Remote work may have seemed a blessing at first, but offices provide many benefits. A well set up and managed workspace cuts down on distractions. Home provides benefits, including comfort, but also produces drawbacks. Barbara Z. Larson , Susan R. Vroman and Erin E. Makarius note:
“Typically, we encourage employers to ensure that their remote workers have both dedicated workspace and adequate childcare before allowing them to work remotely.”
Space is a tough to tackle challenge, especially overnight. Childcare, however, is a more pressing issue for many employees. Moms and dads aren’t just remote workers amid this pandemic, they’re teachers too. On Linkedin, remote leadership guru John Eades reflects:
“When my seven-year-old son found out two weeks of school were canceled yesterday, he beamed with excitement. He didn’t realize he would be doing his schoolwork from home, not taking an extended break.”
Parents are shouldering some burdens of teaching. We should applaud those efforts, but leaders need to keep these difficulties in mind. Your employees are often wearing two or more hats, packaging superstar and home-schooling teacher extraordinaire. So don’t be surprised if your employees are frazzled.

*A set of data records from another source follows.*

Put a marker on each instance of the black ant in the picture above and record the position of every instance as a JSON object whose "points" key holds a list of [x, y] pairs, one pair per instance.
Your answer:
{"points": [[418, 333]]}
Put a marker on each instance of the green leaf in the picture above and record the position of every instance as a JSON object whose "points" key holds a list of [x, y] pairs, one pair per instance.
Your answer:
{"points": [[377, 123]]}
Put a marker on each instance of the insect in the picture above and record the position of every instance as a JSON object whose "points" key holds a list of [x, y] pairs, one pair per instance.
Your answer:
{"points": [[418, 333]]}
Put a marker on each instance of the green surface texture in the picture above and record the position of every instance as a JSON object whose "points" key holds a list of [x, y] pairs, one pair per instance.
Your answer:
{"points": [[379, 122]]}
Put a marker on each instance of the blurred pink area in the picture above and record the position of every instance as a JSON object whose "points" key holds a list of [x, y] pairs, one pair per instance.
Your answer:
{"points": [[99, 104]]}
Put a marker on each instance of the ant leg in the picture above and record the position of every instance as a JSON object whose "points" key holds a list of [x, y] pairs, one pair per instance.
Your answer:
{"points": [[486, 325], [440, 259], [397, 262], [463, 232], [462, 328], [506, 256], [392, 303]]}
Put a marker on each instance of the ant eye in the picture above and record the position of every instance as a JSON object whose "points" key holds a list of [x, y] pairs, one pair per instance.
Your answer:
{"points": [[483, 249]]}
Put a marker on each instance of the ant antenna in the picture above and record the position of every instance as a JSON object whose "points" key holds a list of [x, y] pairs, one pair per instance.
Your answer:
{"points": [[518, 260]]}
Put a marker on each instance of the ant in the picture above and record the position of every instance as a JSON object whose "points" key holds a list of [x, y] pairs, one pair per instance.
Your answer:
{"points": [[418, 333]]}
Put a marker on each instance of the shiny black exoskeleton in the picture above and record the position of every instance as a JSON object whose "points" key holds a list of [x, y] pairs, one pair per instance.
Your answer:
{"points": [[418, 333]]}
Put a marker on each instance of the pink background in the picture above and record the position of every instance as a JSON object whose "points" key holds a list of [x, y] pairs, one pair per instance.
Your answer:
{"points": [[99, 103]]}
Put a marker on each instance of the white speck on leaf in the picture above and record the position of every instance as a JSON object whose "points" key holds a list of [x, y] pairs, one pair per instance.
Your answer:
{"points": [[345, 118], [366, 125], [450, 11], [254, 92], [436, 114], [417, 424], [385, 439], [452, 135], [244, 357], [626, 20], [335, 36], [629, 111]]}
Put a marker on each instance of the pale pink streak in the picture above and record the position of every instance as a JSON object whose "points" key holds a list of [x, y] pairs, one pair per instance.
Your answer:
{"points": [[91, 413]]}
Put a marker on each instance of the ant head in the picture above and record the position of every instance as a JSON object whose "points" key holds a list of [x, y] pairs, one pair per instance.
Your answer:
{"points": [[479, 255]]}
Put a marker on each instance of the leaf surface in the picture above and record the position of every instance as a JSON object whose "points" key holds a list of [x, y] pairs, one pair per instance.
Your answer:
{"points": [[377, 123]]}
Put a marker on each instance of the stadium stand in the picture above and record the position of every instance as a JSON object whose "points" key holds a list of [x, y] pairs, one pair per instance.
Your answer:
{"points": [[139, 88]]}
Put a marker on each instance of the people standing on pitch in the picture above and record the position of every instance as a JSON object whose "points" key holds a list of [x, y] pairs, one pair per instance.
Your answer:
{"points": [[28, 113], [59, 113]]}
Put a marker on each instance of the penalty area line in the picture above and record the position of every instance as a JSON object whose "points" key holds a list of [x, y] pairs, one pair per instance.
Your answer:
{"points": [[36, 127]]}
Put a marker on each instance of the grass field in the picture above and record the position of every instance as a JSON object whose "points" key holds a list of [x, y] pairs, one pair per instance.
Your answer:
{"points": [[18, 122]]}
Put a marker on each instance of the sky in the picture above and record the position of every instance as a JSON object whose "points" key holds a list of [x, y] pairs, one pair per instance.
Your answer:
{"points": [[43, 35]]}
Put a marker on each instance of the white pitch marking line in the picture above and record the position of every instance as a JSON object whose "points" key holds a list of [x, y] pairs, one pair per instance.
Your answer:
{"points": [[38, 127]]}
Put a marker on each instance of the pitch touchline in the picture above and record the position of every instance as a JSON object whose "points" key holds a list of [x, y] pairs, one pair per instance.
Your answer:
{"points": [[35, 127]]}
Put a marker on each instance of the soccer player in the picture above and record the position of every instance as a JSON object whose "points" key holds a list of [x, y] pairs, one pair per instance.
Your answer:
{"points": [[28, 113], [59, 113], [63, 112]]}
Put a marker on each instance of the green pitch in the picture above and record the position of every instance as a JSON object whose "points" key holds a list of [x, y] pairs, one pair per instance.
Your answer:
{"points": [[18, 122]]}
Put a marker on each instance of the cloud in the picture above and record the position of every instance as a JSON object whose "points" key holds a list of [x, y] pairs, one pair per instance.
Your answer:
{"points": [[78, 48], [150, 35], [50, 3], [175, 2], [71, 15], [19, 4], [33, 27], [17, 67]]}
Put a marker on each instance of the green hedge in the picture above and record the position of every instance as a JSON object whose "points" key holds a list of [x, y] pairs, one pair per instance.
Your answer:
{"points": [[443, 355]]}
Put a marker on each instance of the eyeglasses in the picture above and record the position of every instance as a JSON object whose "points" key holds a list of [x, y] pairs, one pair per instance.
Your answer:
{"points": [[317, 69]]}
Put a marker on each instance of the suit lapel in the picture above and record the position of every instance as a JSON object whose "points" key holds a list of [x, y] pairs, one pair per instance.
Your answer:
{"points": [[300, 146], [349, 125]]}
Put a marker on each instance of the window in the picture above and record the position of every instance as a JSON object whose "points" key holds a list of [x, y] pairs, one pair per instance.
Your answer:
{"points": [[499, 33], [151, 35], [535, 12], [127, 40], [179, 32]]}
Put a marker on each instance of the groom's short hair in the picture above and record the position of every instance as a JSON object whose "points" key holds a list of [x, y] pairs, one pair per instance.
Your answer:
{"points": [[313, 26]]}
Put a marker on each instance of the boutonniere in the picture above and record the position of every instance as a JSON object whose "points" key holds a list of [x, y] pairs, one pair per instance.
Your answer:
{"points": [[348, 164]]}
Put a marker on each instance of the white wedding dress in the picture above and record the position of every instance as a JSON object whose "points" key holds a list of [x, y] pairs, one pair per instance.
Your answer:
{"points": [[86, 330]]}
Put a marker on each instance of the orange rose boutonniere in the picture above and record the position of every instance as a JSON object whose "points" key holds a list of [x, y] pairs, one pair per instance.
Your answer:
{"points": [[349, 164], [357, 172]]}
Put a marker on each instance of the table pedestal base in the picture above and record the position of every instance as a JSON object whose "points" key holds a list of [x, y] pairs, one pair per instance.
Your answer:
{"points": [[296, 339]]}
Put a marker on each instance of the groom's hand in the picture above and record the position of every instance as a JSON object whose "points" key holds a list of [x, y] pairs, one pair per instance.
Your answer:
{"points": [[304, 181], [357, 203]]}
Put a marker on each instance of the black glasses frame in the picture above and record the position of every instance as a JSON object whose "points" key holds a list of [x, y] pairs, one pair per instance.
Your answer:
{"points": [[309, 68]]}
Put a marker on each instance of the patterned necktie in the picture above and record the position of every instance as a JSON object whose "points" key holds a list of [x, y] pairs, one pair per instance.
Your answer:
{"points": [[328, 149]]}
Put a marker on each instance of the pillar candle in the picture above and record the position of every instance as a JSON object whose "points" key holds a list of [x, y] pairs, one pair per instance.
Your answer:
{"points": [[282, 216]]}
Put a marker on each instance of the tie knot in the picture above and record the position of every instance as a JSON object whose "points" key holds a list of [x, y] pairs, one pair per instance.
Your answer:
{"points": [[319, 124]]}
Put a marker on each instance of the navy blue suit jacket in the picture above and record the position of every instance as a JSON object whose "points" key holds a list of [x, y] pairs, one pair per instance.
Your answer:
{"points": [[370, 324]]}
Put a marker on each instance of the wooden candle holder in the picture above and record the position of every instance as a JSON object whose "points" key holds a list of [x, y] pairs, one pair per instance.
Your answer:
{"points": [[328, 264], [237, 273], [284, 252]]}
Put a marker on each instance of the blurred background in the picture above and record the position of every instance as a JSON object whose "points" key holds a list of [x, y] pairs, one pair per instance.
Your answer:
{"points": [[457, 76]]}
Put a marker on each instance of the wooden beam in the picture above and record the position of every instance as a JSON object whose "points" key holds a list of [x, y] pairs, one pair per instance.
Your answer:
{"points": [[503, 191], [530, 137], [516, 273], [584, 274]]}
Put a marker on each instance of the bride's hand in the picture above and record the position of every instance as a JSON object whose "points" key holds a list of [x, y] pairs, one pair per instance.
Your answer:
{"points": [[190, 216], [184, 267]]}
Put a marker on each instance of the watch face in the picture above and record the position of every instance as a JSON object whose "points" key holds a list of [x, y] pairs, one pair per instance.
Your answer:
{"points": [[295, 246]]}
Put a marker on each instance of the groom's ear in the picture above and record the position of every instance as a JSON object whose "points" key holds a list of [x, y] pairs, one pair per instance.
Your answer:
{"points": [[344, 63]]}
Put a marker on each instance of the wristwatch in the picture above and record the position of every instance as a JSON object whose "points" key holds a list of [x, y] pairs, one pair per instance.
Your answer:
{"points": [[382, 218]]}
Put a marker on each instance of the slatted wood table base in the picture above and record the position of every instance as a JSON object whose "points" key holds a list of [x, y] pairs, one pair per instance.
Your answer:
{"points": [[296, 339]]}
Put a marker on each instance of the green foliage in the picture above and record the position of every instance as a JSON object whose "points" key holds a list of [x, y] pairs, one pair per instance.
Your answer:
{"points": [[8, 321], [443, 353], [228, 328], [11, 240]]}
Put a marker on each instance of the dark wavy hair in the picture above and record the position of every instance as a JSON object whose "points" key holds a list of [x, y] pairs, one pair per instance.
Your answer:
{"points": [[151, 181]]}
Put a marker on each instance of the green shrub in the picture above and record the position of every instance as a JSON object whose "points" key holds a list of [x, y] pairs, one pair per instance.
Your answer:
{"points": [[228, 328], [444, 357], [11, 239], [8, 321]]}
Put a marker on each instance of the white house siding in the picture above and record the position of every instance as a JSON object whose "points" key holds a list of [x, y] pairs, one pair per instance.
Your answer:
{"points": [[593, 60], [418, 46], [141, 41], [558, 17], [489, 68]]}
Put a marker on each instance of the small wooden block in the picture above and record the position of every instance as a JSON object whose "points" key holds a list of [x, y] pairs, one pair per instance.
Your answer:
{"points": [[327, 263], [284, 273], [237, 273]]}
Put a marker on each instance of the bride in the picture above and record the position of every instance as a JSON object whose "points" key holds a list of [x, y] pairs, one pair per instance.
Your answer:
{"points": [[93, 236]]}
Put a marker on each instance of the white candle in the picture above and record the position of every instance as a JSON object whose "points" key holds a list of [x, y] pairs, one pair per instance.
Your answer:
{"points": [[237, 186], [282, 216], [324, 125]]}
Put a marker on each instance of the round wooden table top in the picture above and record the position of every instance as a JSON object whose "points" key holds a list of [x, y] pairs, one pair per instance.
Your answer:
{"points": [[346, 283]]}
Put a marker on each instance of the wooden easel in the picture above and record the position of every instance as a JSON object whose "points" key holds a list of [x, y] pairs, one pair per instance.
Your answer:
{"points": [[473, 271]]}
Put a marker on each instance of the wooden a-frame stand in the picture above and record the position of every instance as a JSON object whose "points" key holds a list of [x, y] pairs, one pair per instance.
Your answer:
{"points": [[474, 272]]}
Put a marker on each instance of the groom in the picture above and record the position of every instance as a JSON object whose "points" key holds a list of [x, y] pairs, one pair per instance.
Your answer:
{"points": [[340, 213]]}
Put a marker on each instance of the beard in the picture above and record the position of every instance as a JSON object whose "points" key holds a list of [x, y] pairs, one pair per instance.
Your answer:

Another issue great leaders need to watch for is isolation. Many people are avoiding not just the office, but their family, friends, and more. Coworkers used to socializing with their fellows may now be entirely on their own, which will tax mental health.
Speaking to News@Northeastern, professor Barbara Larson notes:
“…Working from home also creates a social challenge. It separates people from their coworkers (for companies trying to mitigate the spread of COVID-19, this is the goal)—a shift that can create a sense of isolation for some people.”
Larson further points out:
“For a lot of people, it can be emotionally taxing because you’re not getting the interaction with coworkers that you normally do. Although, for people who are more introverted, this can be a dream.”
How can you combat isolation? Larson notes that some companies are holding virtual pizza lunches and other social events. As a leader, consider hosting your own social (distancing) events. Also, make sure you check in with your employees and if there’s anything you can do to help.
We’re all climbing our own mountains, trying to overcome personal struggles. As a packaging leader, you must help your team members confront today’s difficulties while also preparing your company for tomorrow’s opportunities.
What does this have to do with packaging leadership? EVERYTHING! The COVID-19 pandemic is forcing many packaging companies to radically reorganize operations. Now’s the time for talented and compassionate leaders to excel.